Interrelasi filsafat pendidikan Islam dengan ilmu-ilmu Islam



      Perkembangan filsafat (pemikiran falsafati) dalam dunia Islam, telah menghasilkan berbagai macam alternatif jawaban terhadap berbagai macam pertanyaan-pertanyaan hakiki problema hidup dan kehidupan manusia tersebut. Pertanyaan-pertanyaan tentang dekatnya hubungan manusia dengan Tuhan, tentang kembali kepada Tuhan, menimbulkan ilmu Tasawuf, Ilmu Fiqh, adalah merupakan kodifikasi dari jawaban terhadap pertanyaan-pertanyaan tentang apa dan bagaimana nilai-nilai dan norma-norma kehidupan dan tingkah laku. Dan jawaban-jawban terhadap pertanyaan-pertanyaan  tentang alam semesta dan hubungan manusia dengan alam semesta dan keuntunganny, menghasilkan berbagai macam ilmu pengetahuan. Ilmu-ilmu tersebut mberhasil dikembangkan dalam dunia Islam, dengan menggunakan metode yang khas Islami, yaitu metode ijtihad. Ijtihad adalah menggunakan segenap daya akal dna potensi manusiawi lainnya untuk mencari kebenaran dan mengambil kebijaksanaan, dengan bimbingan Al-Qur’an dan Sunnah Nabi Muhammad SAW. Musthofa Abd al-Raziq,  menyatakan bahwa “ al-ijtihad bi ar-ra’yi huwa bidayatul al-nadhari al-aqli ”, ijtihad menggunakan daya mampu akal adalah merupakan dasar bagi terbentuknya pola rasional.

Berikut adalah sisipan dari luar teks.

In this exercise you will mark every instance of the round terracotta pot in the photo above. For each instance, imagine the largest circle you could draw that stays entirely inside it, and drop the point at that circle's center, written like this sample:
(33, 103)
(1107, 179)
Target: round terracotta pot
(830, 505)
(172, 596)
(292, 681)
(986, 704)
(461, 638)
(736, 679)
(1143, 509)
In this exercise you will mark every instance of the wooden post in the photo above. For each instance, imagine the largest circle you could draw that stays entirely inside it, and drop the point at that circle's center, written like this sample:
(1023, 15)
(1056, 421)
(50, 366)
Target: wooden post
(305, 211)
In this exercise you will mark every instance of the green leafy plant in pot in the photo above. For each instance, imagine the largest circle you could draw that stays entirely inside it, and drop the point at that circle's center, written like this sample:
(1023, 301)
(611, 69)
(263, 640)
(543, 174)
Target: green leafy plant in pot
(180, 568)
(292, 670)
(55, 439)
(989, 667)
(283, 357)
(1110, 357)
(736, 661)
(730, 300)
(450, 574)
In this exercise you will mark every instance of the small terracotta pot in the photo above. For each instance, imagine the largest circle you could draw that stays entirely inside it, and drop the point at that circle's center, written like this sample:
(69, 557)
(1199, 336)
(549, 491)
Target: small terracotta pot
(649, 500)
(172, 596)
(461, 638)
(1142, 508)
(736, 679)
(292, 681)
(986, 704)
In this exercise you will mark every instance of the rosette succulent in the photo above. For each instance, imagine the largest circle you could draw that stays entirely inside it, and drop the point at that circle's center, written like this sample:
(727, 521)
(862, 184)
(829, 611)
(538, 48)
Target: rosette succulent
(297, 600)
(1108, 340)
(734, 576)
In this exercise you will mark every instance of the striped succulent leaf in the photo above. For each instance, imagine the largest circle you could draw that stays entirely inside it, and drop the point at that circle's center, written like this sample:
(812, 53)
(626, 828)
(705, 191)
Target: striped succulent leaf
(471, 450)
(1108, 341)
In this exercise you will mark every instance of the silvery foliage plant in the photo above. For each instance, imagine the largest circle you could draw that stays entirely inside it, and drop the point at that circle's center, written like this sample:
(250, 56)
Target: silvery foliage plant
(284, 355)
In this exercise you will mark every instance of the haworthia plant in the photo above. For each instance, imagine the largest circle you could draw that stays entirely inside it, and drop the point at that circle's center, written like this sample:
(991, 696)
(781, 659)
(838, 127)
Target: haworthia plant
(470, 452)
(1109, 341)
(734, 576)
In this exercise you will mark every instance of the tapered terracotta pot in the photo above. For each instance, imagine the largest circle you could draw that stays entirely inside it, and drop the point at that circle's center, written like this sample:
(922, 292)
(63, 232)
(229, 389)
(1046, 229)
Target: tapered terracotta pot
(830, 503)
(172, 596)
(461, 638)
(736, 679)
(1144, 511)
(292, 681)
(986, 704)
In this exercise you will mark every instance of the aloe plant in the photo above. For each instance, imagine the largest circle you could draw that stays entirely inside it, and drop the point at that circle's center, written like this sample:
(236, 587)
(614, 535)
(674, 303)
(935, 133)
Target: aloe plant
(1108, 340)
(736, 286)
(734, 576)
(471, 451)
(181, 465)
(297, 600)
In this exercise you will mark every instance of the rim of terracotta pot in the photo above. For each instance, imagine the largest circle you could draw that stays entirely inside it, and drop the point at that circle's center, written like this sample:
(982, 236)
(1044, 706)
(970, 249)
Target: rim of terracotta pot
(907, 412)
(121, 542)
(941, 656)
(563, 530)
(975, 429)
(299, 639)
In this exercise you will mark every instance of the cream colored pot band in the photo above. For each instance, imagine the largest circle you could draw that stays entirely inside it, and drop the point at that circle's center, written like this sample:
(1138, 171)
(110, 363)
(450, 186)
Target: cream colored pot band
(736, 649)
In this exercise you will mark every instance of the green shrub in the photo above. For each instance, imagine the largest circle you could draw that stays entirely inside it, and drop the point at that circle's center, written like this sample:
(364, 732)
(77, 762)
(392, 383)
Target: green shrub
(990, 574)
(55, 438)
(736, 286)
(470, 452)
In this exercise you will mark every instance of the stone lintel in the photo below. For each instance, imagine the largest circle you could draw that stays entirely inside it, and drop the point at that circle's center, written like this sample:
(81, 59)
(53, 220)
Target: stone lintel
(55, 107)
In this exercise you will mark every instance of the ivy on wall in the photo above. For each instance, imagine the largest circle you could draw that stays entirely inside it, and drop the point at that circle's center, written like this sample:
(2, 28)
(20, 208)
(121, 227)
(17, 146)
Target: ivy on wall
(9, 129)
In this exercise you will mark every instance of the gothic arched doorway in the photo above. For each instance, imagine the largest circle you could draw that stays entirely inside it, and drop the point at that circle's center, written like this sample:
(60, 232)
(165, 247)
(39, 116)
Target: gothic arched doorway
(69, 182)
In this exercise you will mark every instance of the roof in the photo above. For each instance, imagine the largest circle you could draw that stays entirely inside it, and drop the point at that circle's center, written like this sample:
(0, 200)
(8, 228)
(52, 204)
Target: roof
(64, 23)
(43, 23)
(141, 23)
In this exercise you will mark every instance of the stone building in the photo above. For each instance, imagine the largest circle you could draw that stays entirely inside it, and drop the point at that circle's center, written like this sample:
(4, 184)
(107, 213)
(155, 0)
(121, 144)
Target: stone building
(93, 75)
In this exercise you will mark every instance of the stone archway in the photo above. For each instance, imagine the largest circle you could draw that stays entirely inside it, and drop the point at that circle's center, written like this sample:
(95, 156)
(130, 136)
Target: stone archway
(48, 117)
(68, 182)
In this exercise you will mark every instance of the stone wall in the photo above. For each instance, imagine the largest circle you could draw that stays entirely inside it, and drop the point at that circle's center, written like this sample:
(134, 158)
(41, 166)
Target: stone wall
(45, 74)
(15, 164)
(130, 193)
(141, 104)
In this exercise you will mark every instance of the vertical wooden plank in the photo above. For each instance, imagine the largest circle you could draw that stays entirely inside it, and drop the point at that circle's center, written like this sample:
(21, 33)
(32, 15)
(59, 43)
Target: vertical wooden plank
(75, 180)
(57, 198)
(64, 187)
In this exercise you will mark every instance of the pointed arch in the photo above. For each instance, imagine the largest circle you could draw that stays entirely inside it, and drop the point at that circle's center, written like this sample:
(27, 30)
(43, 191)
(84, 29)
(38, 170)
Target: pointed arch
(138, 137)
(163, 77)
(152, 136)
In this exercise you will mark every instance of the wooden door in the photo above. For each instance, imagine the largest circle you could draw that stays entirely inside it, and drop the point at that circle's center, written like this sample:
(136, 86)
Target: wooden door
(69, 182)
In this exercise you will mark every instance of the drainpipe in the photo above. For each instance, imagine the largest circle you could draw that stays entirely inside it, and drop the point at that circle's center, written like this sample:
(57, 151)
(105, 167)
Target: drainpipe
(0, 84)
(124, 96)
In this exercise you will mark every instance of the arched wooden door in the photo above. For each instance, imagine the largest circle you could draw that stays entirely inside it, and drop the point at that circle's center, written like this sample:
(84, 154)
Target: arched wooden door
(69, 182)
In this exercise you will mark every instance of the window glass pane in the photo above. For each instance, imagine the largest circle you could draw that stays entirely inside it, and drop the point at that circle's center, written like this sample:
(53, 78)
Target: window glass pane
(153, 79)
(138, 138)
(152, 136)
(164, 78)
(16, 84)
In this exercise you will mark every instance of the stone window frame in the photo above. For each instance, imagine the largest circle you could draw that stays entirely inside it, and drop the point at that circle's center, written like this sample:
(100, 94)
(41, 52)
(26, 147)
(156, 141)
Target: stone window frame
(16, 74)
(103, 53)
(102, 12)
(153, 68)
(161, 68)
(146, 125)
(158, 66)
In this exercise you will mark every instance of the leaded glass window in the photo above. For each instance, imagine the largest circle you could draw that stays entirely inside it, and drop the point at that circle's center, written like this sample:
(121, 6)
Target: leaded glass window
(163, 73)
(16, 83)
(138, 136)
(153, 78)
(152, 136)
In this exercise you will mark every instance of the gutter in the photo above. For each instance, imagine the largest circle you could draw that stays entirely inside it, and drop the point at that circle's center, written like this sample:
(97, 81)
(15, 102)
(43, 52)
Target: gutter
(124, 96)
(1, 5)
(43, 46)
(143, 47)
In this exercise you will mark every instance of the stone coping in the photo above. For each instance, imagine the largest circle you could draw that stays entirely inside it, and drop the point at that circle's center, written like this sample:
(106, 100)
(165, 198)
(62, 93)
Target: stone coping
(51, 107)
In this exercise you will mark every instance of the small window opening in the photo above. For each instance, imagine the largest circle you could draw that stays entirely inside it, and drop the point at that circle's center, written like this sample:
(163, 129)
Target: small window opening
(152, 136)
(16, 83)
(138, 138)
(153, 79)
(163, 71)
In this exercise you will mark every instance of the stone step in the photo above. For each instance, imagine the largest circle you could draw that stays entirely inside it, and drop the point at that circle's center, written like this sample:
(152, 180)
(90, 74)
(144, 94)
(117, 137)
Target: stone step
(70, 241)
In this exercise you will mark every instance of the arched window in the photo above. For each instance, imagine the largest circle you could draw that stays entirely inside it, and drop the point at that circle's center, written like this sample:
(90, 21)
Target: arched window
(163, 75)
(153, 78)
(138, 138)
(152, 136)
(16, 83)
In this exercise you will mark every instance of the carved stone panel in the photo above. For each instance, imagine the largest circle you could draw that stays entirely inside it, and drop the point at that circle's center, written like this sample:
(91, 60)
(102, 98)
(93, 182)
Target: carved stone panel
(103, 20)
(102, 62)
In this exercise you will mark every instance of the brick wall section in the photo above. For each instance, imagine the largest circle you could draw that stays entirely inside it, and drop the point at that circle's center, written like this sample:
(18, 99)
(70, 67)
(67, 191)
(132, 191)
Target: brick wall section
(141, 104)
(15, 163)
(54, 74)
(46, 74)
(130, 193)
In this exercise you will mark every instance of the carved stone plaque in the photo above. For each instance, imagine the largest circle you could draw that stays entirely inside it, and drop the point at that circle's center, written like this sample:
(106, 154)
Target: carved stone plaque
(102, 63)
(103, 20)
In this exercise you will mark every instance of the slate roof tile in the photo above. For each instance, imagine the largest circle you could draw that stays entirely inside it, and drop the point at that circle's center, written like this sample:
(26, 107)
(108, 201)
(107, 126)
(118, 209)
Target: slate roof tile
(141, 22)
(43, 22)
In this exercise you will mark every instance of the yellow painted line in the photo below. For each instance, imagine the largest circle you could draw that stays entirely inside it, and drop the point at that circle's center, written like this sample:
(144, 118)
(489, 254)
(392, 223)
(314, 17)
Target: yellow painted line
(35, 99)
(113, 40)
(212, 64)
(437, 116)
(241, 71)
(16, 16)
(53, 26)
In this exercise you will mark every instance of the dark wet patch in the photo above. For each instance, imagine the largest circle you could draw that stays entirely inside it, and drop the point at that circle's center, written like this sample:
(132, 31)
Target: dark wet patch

      Metode ijtihad, sebagai metode khas filsafat Islam, memang telah mengalami perkembangan dan para ulama serta filosof Islam menggunakan secara berfariasi. Pada dasarnya ijtihad bersumber pada Al-Qur’an sebagai wahyu Allah dan Sunah sebagai penjelasan dan perjabarannya. Demikian pula kebenaran dan pengetahuan yang didaptkan  dari Al-Qur’an pun merupakan kebenaran yang relatif. Al-Sunah sebagai penjabaran dari kebenaran Al-Qur’an (penafsiran) menunjukkan pada kebenaran dan kesesuaian dengan zamannya. Oleh karenanya penafsiran terhadap Al-Qu’an pun dapat berkembang. Sedangkan kalangan Ahlu al-Sunah pada umumnya berpandangan bahwa hakikat Al-Qur’an adalah kalamullah yang qodim dan abadi. Dengan demikian kebenaran-kebenaran yang abad, kebenaran yang tak tersentuh akal pikiran manusiayang relatif. Ijtihad hanya diperbolehkan selama tidak menyentuh hal-hal yang sudah tercantum dalam Al-Qur’an dan sudah dijelaskan Al-Sunah. Di kalangan ulama dan filosof dalam bidang fiqh pun berbeda-beda sistem ijtihadnya, yang menghasilkan kesimpulan hukum yang bberbeda-beda pula.

      Dari uraian di atas nampak jelas bahwa dalam filsafat Islam telah berkembang metode-metode filosof dan aliran-aliran filsafat yang beraneka ragam, yang kesemuanya memberikan arah dan mempengaruhi jalannya pertumbuhan dan perkembangan umat Islam, baik secara individual maupun secara ijtima’i (dalam arti umat Islam).
     Dengan demikian, filsafat pendidikan Islam dapat diartikan sebagai studi tentang pandangan filosofis dari sisiten dan aliran filsafat dalam islam terhadab masalah-masalah kependidikan dan bagaimana pengaruhnya terhadab pertumbuhan dan perkembangan manusia Muslim dan umat Islam. Di samping itu filsafat pendidikan Islam, juga merupakan studi tentang penggunaan dan penerapan metode dan sisitem filsafat Islam dalam memecahkan problematika pendidikan umat islam, dan selanjutnya memberikan arah dan tujuan yang jelas terhadap pelaksanaan pendidikan umat Islam.    
      Jadi filsafat pendidikan, bersifat tradisional dan kritis. Hal ini sejalan dengan apa yang dikemukakan oleh Imam Bernadib dalam “ Filsafatnya pendidikannya” nya, bahwa filsafatpendidikan itu mempunyai dua corak, yaitu filsafat tradisional dan filsafat kritis. Filsafat tradisional adalah filsafat sebagaimana adanya, sistematika, jenis serta alirannya sebagai dijumpai dalam sejarah. Lain halnya dengan filsafat kritis, pertanyaan-pertanyaan yang diajukan dapat disusun dan dilepas dari ikatan waktu (histiris) dan usaha mencari jawab yang diperlukan dapat membolisasikan barbagai aliran yang ada, dan dicari masing-masing aliran, diambil dari jenis masalah yang bersangkutan dengan aliran yang bersangktan.